Not so, says Ateco's PR Manager, Edward Rowe, who elaborated on comments from the brand consultant for Chery and GWM, Anne Wild.
He supported Wild's comments that Ateco remained steadfast in its decision to bring the new brands to Australia despite the challenges it faces amid the sales downturn and troubled economy.
"We are 100 per cent committed to the launch of the Chinese brands on the Australia and New Zealand markets," Rowe told the Carsales Network. "They are very much at the heart of the future of our company and our commitment to them is complete."
Although he confirms that GWM was delayed from its original launch date by a production hold in China, Rowe insists there was never any plan to launch either Chery or GWM by March and refutes Wild's comments that the falling exchange rate is to blame.
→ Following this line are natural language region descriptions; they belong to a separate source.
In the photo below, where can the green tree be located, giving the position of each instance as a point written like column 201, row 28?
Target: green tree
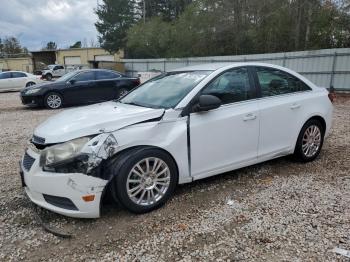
column 11, row 45
column 1, row 46
column 115, row 18
column 76, row 45
column 51, row 46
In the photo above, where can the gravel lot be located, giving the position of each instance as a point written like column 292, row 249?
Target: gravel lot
column 276, row 211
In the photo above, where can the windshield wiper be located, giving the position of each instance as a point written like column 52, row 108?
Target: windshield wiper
column 132, row 103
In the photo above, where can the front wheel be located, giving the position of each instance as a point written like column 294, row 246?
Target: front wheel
column 53, row 100
column 30, row 84
column 145, row 181
column 310, row 141
column 48, row 77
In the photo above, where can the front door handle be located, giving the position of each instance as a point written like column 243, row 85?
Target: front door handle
column 249, row 117
column 295, row 106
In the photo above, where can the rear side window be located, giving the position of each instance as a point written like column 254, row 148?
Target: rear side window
column 232, row 86
column 5, row 75
column 276, row 82
column 58, row 67
column 18, row 75
column 102, row 75
column 85, row 76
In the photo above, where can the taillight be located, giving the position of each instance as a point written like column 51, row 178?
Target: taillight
column 137, row 81
column 332, row 97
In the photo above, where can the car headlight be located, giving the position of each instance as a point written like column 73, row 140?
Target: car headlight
column 32, row 91
column 62, row 153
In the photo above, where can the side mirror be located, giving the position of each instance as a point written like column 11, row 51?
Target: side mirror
column 206, row 103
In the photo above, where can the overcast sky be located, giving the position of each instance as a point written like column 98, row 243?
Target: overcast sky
column 36, row 22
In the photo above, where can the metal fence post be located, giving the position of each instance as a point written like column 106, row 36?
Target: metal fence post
column 333, row 69
column 284, row 59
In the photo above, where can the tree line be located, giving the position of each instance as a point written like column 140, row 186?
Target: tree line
column 11, row 45
column 181, row 28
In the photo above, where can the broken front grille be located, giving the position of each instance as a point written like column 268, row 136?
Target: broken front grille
column 28, row 162
column 38, row 140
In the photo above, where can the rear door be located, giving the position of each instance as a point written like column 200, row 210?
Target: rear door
column 5, row 81
column 282, row 103
column 81, row 90
column 227, row 137
column 19, row 80
column 107, row 85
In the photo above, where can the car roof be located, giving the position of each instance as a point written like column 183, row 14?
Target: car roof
column 14, row 72
column 217, row 66
column 97, row 70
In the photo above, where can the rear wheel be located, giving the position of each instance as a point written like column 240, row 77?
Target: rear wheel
column 53, row 100
column 30, row 84
column 48, row 77
column 310, row 141
column 145, row 181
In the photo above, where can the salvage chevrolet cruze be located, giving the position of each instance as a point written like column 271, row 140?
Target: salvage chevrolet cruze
column 181, row 126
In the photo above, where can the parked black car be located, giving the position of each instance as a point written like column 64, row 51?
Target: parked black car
column 79, row 87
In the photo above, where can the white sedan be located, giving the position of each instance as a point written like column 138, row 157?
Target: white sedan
column 181, row 126
column 17, row 80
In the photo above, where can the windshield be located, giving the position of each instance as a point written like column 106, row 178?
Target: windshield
column 165, row 91
column 66, row 77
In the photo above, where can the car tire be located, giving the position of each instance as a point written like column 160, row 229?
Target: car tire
column 136, row 189
column 53, row 100
column 48, row 77
column 122, row 92
column 310, row 141
column 30, row 84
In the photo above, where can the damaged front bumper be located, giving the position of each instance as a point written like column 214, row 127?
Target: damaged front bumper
column 63, row 193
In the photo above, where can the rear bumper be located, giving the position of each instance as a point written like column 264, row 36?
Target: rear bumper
column 62, row 193
column 31, row 100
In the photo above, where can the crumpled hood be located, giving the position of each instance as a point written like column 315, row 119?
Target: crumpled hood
column 94, row 119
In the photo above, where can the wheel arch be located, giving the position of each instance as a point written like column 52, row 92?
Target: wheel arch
column 121, row 155
column 315, row 117
column 320, row 119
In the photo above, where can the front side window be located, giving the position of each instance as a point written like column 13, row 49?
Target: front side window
column 5, row 75
column 276, row 82
column 165, row 91
column 85, row 76
column 103, row 75
column 18, row 75
column 230, row 87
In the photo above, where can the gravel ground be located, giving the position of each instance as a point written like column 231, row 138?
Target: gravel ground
column 276, row 211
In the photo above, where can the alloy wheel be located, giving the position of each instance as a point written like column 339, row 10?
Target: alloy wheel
column 311, row 141
column 54, row 101
column 148, row 181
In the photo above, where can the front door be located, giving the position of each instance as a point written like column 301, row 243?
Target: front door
column 19, row 80
column 82, row 89
column 227, row 137
column 5, row 81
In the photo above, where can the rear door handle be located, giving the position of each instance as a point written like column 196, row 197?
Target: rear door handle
column 249, row 117
column 295, row 106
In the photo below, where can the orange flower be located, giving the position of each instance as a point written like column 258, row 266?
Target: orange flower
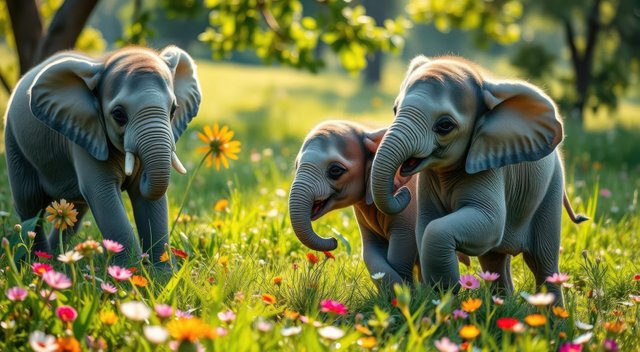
column 471, row 305
column 219, row 146
column 62, row 214
column 268, row 299
column 312, row 258
column 535, row 319
column 190, row 329
column 68, row 344
column 139, row 280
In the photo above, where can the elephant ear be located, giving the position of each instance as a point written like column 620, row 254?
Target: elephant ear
column 62, row 97
column 522, row 124
column 185, row 87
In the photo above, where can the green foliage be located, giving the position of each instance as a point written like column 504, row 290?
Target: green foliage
column 280, row 31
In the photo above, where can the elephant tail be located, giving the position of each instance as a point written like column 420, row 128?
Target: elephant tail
column 576, row 218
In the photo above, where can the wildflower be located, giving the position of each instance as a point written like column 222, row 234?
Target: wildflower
column 136, row 311
column 108, row 288
column 459, row 314
column 469, row 332
column 118, row 273
column 57, row 281
column 88, row 248
column 446, row 345
column 140, row 281
column 469, row 282
column 68, row 344
column 17, row 294
column 190, row 329
column 312, row 258
column 331, row 306
column 227, row 316
column 62, row 214
column 331, row 332
column 108, row 317
column 219, row 145
column 155, row 334
column 471, row 305
column 268, row 299
column 541, row 299
column 488, row 276
column 43, row 255
column 535, row 319
column 221, row 205
column 112, row 246
column 290, row 331
column 163, row 310
column 66, row 313
column 70, row 257
column 558, row 278
column 41, row 342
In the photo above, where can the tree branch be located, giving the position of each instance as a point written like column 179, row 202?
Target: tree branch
column 65, row 28
column 27, row 30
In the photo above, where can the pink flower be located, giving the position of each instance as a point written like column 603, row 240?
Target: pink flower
column 17, row 294
column 40, row 268
column 108, row 288
column 118, row 273
column 163, row 310
column 112, row 246
column 469, row 282
column 57, row 281
column 43, row 255
column 66, row 313
column 331, row 306
column 558, row 278
column 488, row 276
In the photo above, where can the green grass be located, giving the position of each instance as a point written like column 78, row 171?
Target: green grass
column 233, row 255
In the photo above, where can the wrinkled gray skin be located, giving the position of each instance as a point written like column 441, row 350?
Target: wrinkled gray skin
column 332, row 172
column 69, row 124
column 491, row 181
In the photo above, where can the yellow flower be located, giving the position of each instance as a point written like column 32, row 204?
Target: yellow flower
column 139, row 280
column 108, row 317
column 560, row 312
column 471, row 305
column 62, row 214
column 191, row 329
column 535, row 319
column 469, row 332
column 219, row 146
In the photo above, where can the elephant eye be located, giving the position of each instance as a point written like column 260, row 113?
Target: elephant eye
column 119, row 115
column 444, row 126
column 335, row 171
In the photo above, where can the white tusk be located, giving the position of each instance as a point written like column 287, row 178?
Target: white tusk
column 175, row 162
column 129, row 161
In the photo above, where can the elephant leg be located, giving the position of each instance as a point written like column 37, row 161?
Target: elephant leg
column 153, row 226
column 501, row 264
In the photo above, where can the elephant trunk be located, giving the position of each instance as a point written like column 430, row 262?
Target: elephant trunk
column 154, row 145
column 305, row 189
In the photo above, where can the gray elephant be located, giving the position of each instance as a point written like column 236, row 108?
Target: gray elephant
column 491, row 181
column 84, row 129
column 332, row 172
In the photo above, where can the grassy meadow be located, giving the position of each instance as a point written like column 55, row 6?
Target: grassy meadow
column 243, row 282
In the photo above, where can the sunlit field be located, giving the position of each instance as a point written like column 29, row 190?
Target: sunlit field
column 243, row 282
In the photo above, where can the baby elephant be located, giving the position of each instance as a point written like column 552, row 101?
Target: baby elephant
column 332, row 172
column 84, row 129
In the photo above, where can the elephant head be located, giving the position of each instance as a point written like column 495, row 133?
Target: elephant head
column 135, row 100
column 332, row 172
column 450, row 116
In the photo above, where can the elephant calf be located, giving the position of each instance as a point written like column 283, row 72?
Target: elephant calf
column 491, row 181
column 85, row 129
column 332, row 172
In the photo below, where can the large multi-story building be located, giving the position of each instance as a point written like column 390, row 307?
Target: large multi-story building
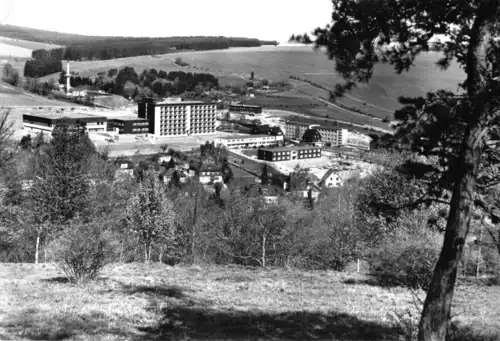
column 45, row 122
column 243, row 108
column 174, row 117
column 249, row 141
column 334, row 136
column 287, row 154
column 129, row 125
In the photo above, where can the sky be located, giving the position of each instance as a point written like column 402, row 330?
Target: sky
column 262, row 19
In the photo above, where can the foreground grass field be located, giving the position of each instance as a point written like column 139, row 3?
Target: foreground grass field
column 157, row 302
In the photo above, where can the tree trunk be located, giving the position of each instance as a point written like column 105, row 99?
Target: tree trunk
column 37, row 247
column 436, row 313
column 264, row 250
column 121, row 252
column 437, row 306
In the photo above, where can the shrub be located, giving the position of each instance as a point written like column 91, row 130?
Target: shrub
column 10, row 75
column 82, row 250
column 407, row 257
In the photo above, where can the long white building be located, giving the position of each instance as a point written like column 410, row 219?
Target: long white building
column 174, row 117
column 249, row 141
column 334, row 136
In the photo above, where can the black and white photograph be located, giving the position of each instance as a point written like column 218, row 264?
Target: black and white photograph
column 250, row 170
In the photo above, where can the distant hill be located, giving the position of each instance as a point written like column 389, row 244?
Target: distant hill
column 81, row 47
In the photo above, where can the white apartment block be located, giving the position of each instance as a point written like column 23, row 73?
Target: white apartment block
column 249, row 141
column 184, row 118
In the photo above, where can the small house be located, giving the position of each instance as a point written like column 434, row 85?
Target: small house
column 210, row 174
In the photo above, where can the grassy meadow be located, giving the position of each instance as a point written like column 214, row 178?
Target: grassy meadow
column 158, row 302
column 233, row 67
column 29, row 45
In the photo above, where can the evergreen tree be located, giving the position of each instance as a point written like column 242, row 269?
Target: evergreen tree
column 459, row 128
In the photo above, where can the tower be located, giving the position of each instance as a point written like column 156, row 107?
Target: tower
column 68, row 77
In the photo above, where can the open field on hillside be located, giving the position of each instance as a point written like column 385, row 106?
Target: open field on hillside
column 11, row 97
column 7, row 50
column 30, row 45
column 315, row 108
column 157, row 302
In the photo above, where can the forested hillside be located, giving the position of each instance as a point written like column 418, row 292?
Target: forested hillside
column 80, row 47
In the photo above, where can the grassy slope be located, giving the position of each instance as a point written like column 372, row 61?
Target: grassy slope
column 30, row 45
column 278, row 63
column 156, row 302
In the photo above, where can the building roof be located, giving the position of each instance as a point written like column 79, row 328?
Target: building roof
column 232, row 137
column 311, row 135
column 318, row 126
column 70, row 115
column 184, row 103
column 210, row 168
column 326, row 176
column 126, row 118
column 246, row 105
column 289, row 149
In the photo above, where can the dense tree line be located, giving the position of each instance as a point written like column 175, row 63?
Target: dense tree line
column 129, row 83
column 66, row 39
column 129, row 47
column 39, row 68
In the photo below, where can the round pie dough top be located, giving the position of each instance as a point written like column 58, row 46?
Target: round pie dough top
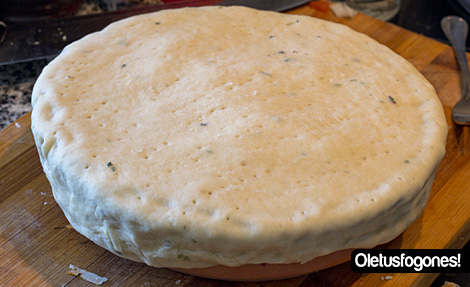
column 215, row 135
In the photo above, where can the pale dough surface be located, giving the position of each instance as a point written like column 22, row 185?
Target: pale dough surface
column 227, row 136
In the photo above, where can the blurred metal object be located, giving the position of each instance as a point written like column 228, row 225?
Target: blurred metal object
column 456, row 30
column 465, row 4
column 30, row 10
column 3, row 32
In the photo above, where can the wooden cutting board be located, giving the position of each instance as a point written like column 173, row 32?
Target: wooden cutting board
column 36, row 247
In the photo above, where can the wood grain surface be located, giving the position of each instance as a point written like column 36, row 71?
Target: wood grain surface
column 36, row 247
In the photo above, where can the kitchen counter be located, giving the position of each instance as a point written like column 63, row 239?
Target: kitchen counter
column 17, row 80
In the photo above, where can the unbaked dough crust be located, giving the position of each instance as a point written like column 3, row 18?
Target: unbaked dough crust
column 228, row 136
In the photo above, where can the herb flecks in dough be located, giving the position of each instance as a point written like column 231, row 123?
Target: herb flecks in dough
column 111, row 166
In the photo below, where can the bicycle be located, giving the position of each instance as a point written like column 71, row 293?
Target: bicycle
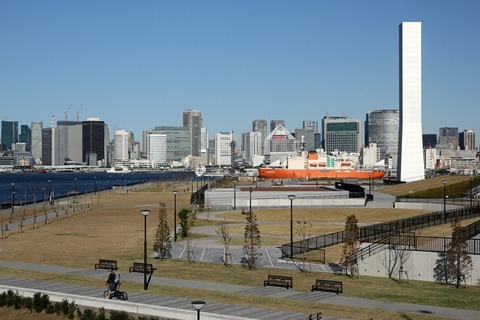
column 122, row 295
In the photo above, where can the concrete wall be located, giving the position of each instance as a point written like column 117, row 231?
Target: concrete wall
column 256, row 203
column 424, row 206
column 419, row 266
column 130, row 307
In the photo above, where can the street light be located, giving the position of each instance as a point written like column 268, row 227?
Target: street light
column 250, row 199
column 175, row 215
column 471, row 186
column 75, row 190
column 198, row 305
column 145, row 213
column 291, row 197
column 234, row 196
column 13, row 197
column 445, row 201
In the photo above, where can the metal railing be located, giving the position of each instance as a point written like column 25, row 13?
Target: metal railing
column 382, row 230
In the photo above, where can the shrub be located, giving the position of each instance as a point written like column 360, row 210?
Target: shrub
column 119, row 315
column 40, row 302
column 61, row 307
column 3, row 299
column 27, row 303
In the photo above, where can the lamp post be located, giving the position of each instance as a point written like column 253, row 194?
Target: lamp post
column 145, row 213
column 75, row 190
column 234, row 196
column 291, row 197
column 445, row 201
column 250, row 199
column 13, row 197
column 175, row 215
column 198, row 305
column 471, row 190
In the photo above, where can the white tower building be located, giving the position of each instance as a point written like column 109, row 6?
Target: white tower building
column 121, row 145
column 410, row 151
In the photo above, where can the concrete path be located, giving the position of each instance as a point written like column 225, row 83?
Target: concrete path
column 179, row 308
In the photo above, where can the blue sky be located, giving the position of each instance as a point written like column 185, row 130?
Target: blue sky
column 139, row 64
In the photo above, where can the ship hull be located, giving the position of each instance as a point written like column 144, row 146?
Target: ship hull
column 280, row 173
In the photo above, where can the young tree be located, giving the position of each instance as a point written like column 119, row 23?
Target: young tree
column 351, row 243
column 163, row 244
column 304, row 229
column 222, row 230
column 252, row 241
column 184, row 216
column 459, row 262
However, according to Rowe the fluctuating exchange rate has raised a question over the model make-up and pricing of both brands but he says that will only be an issue when Ateco begins ordering cars for the local market.
He confirmed that Ateco would cherry pick what models the company would import from each brand, in keeping with its usual practice with its other brands.
"It has always been Ateco's policy to have a tight, focused range of models that best suit the key four or five major market sectors and limit the number of variants and options to optimize our dealers' ability to run successful and profitable businesses. This applies to all the brands we represent," Rowe says.